A medication error is a failure in the treatment process that leads to, or has the potential to lead to, harm to the patient. Medication errors can occur in deciding which medicine and dosage regimen to use (prescribing faults—irrational, inappropriate, and ineffective prescribing, underprescribing, overprescribing); writing the prescription (prescription errors); manufacturing the formulation (wrong strength, contaminants or adulterants, wrong or misleading packaging); dispensing the formulation (wrong drug, wrong formulation, wrong label); administering or taking the medicine (wrong dose, wrong route, wrong frequency, wrong duration); monitoring therapy (failing to alter therapy when required, erroneous alteration).

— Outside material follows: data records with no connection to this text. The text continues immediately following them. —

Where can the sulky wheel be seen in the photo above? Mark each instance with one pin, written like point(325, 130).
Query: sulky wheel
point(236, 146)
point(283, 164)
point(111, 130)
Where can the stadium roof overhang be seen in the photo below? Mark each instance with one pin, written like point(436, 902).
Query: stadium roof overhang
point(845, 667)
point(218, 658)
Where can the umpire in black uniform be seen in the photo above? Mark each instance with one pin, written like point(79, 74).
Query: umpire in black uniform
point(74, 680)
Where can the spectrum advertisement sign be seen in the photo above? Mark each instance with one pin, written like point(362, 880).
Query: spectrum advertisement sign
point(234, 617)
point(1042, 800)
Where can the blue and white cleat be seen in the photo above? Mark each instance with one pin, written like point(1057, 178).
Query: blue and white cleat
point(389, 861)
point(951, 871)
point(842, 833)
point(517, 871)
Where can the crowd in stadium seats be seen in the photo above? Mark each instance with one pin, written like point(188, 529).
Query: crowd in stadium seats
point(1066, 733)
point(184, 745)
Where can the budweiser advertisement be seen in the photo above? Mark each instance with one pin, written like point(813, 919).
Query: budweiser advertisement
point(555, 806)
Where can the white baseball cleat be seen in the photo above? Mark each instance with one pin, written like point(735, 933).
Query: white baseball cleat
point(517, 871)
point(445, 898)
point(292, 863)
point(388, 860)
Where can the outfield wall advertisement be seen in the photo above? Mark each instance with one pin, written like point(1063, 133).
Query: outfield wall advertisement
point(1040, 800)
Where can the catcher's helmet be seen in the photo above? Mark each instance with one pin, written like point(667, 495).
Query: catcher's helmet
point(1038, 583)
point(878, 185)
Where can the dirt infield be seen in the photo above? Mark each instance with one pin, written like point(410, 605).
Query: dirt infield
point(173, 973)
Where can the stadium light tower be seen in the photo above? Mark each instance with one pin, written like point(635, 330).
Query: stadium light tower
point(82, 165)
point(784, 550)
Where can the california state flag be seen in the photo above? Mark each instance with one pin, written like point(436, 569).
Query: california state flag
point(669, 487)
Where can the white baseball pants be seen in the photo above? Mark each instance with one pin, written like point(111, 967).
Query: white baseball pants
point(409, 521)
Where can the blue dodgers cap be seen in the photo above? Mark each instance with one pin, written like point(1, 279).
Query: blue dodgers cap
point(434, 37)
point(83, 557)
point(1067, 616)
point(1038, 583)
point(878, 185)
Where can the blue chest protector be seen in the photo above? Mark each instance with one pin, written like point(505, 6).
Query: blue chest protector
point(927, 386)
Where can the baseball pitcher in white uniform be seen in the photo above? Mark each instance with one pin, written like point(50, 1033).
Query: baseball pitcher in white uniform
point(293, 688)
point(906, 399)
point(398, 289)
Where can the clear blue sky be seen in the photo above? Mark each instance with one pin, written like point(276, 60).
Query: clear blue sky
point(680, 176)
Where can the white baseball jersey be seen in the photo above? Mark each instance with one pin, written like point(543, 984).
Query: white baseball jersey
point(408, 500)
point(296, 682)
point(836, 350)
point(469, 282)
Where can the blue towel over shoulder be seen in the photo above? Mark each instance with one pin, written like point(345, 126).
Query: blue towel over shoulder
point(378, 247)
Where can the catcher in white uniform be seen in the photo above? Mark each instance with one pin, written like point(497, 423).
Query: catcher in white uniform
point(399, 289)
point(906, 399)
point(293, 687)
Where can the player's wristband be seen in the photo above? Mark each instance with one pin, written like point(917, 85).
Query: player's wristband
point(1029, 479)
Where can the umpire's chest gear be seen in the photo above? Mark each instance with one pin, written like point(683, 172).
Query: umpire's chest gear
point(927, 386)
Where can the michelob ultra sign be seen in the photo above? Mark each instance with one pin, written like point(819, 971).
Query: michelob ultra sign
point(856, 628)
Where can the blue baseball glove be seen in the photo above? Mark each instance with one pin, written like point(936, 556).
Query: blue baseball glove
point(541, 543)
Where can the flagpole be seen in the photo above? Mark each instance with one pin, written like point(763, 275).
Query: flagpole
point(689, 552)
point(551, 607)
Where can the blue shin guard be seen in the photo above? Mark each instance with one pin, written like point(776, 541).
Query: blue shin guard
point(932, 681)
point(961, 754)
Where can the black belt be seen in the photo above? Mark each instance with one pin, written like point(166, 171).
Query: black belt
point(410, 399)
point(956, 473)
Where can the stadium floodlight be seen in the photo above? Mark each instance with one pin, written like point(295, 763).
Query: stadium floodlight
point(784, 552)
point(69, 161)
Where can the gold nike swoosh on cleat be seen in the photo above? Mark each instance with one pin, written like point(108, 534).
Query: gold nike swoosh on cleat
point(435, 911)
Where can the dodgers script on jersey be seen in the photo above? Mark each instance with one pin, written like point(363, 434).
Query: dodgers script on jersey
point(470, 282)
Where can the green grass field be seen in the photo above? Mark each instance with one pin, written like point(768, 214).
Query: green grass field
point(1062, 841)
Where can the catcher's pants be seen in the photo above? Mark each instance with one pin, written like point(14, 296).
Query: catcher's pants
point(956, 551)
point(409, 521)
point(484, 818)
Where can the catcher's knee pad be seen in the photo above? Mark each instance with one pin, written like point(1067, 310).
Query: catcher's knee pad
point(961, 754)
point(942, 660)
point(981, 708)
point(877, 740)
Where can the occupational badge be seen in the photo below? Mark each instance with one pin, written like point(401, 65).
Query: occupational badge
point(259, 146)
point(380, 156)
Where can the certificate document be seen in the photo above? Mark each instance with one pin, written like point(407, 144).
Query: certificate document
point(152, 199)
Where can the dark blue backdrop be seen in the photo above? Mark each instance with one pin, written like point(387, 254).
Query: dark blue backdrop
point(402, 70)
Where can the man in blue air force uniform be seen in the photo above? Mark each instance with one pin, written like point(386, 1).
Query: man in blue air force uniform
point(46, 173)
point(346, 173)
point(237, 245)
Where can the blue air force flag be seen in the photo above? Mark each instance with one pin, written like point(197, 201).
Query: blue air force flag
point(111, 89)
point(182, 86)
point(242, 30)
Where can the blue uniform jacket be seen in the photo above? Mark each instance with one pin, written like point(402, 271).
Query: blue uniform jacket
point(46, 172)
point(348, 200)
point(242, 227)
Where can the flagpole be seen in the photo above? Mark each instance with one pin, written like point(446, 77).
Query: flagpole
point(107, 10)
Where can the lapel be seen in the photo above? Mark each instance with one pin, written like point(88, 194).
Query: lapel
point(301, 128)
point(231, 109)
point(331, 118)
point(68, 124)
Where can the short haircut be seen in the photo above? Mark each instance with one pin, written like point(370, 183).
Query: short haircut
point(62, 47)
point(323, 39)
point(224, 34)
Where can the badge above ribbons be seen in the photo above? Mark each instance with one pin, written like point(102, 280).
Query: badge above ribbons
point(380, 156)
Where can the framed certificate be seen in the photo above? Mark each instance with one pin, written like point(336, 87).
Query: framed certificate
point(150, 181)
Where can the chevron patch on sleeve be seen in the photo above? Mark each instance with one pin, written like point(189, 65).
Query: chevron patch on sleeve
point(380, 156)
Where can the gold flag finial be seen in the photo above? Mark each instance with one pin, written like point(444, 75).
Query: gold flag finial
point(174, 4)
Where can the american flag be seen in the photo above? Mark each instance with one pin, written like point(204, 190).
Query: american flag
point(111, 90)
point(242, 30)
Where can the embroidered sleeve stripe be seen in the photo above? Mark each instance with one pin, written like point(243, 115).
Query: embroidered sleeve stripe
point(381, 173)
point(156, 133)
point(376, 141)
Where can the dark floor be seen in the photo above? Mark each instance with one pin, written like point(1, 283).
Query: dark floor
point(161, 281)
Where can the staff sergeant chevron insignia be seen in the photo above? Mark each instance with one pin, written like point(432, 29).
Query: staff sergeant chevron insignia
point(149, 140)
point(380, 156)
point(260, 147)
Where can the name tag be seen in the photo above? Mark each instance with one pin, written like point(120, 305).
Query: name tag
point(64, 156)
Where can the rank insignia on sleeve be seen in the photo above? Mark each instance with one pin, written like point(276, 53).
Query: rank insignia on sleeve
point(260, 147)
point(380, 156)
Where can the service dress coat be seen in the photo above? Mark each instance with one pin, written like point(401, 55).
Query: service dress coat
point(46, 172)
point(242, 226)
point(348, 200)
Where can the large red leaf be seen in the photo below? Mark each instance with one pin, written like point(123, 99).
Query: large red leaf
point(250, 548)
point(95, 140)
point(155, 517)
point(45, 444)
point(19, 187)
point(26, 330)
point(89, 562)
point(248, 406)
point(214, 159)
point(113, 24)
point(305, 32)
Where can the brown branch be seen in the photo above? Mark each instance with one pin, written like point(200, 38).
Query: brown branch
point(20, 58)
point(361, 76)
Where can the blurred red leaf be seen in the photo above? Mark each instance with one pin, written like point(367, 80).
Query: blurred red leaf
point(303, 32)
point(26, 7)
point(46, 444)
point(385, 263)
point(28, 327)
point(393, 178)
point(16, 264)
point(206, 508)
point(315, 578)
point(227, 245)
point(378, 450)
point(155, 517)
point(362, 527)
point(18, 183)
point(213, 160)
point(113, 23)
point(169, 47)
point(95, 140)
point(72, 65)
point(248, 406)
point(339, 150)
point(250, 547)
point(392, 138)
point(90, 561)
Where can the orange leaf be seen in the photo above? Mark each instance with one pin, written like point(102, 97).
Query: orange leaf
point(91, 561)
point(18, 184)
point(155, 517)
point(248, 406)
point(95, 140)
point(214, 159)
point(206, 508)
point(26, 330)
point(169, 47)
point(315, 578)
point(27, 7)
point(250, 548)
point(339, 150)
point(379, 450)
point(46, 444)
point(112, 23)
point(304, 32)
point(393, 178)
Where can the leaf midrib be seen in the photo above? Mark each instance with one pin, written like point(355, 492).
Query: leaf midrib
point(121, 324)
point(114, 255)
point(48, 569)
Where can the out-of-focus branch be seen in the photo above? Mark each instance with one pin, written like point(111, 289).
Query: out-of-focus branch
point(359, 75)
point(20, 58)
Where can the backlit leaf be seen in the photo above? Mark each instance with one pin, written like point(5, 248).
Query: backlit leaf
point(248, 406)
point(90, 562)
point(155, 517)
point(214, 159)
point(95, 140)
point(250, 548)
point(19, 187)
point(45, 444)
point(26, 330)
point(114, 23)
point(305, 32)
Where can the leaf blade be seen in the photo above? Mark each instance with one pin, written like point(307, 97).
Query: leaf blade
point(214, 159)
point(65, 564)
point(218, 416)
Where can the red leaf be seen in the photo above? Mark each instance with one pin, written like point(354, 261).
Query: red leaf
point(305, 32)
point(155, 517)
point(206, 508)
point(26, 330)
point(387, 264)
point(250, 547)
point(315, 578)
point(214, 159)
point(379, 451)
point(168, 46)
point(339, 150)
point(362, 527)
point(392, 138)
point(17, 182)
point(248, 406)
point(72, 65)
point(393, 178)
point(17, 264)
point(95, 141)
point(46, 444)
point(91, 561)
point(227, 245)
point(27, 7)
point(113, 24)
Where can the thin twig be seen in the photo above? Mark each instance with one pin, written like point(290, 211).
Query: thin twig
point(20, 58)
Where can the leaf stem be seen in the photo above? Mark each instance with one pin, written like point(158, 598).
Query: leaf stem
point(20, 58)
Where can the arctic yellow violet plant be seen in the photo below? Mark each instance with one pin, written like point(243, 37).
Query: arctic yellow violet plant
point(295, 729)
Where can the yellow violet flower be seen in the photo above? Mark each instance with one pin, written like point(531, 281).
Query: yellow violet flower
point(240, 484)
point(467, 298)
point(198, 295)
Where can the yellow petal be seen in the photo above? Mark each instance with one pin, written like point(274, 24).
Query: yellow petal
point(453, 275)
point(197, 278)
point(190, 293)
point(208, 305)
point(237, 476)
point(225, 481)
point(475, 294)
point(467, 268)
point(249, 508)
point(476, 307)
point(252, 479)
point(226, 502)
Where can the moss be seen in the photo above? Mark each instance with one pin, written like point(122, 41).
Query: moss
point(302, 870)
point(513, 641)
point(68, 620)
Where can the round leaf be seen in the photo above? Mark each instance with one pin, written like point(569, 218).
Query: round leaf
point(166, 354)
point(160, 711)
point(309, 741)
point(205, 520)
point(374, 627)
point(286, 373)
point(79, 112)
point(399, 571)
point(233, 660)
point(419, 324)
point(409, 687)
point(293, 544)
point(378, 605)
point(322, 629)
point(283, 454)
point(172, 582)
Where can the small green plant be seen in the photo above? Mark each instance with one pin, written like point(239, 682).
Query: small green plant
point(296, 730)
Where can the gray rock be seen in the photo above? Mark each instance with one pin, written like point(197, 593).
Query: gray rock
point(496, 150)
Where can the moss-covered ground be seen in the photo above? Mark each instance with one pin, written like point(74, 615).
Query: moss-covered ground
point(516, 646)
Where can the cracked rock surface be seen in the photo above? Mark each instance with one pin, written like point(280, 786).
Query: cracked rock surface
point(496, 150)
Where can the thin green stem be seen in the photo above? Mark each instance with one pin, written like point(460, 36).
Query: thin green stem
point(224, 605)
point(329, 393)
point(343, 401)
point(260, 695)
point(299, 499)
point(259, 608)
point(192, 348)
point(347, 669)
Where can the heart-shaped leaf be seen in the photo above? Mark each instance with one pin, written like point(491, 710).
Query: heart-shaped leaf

They can be classified, using a psychological classification of errors, as knowledge-, rule-, action- and memory-based errors. Although medication errors can occasionally be serious, they are not commonly so and are often trivial. However, it is important to detect them, since system failures that result in minor errors can later lead to serious errors. Reporting of errors should be encouraged by creating a blame-free, non-punitive environment. Errors in prescribing include irrational, inappropriate, and ineffective prescribing, underprescribing and overprescribing (collectively called prescribing faults) and errors in writing the prescription (including illegibility). Avoiding medication errors is important in balanced prescribing, which is the use of a medicine that is appropriate to the patient's condition and, within the limits created by the uncertainty that attends therapeutic decisions, in a dosage regimen that optimizes the balance of benefit to harm. In balanced prescribing the mechanism of action of the drug should be married to the pathophysiology of the disease.